I saw that MariaDb's 10.3 had an interesting feature that allowed to perform a SELECT on an older version of a table. However, I haven't found resources that supported the idea that it could be used for CDC, any feedback on this feature?
If not, we'll probably resort to streaming the slave's binlogs to our datawarehouse but that looks challenging..
Thanks for your help!
MariaDB supports System-Versioned Tables since version 10.3.4. System version tables are specified in the SQL:2011 standard. They can be used for automatically capturing previous versions of rows. Those versions can then be queried to retrieve their values as they have been set at a specific point in time.
The following text and code example is from the official MariaDB documentation
With system-versioned tables, MariaDB Server tracks the points in time when rows change. When you update a row on these tables, it creates a new row to display as current without removing the old data. This tracking remains transparent to the application. When querying a system-versioned table, you can retrieve either the most current values for every row or the historic values available at a given point in time.
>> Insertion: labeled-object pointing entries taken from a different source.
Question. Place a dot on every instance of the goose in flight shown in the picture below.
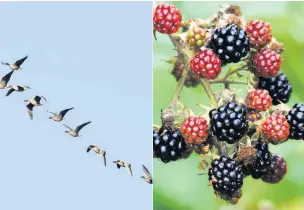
(16, 88)
(17, 65)
(75, 133)
(59, 116)
(147, 176)
(120, 163)
(32, 103)
(5, 80)
(98, 151)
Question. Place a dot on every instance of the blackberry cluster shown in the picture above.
(263, 160)
(278, 87)
(230, 44)
(295, 119)
(229, 122)
(226, 176)
(192, 80)
(277, 170)
(168, 144)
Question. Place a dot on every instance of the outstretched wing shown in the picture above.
(10, 91)
(90, 147)
(146, 171)
(67, 126)
(37, 99)
(130, 170)
(30, 106)
(30, 110)
(7, 77)
(43, 98)
(104, 158)
(81, 126)
(63, 112)
(20, 62)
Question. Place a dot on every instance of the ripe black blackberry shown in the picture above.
(168, 144)
(278, 87)
(262, 163)
(229, 122)
(295, 119)
(226, 176)
(250, 132)
(277, 170)
(230, 44)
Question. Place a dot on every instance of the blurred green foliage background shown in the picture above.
(177, 185)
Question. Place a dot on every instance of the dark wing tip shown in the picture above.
(89, 148)
(9, 91)
(30, 106)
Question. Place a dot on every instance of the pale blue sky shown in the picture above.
(96, 57)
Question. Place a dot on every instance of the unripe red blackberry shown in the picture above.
(259, 100)
(194, 130)
(226, 176)
(167, 19)
(277, 170)
(259, 32)
(266, 63)
(274, 129)
(196, 36)
(206, 64)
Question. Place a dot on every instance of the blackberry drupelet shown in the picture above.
(230, 44)
(226, 176)
(192, 80)
(278, 87)
(295, 119)
(263, 160)
(229, 122)
(168, 144)
(277, 170)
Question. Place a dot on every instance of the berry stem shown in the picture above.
(206, 85)
(228, 82)
(185, 57)
(234, 70)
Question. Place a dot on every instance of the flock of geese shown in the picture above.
(58, 117)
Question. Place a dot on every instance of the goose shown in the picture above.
(60, 116)
(16, 88)
(120, 163)
(75, 133)
(32, 103)
(17, 65)
(147, 176)
(5, 80)
(98, 151)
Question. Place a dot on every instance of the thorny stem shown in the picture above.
(228, 82)
(206, 85)
(185, 60)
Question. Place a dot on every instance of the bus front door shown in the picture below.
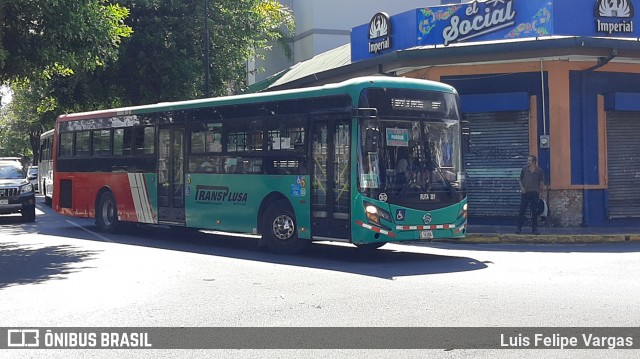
(171, 176)
(330, 187)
You may find this feature useful in efficiently tracking the time of changes to continuously-monitored values that do not change frequently, such as changes in temperature over the course of a year. System versioning is often useful for auditing.
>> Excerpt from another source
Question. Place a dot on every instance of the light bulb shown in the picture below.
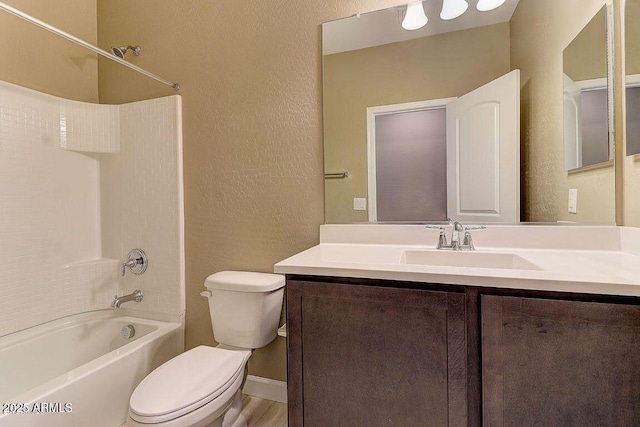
(486, 5)
(414, 18)
(451, 9)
With adding SYSTEM VERSIONING
to a newly created or an already existing table (using ALTER
), the table will be expanded by row_start
and row_end
time stamp columns which allow retrieving the record valid within the time between the start and the end timestamps.
CREATE TABLE accounts (
id INT PRIMARY KEY AUTO_INCREMENT,
name VARCHAR(255),
amount INT
) WITH SYSTEM VERSIONING;
It is then possible to retrieve data as it was at a specific time (with SELECT * FROM accounts FOR SYSTEM_TIME AS OF '2019-06-18 11:00';
), all versions within a specific time range
SELECT * FROM accounts
FOR SYSTEM_TIME
BETWEEN (NOW() - INTERVAL 1 YEAR)
AND NOW();
or all versions at once:
SELECT * FROM accounts
FOR SYSTEM_TIME ALL;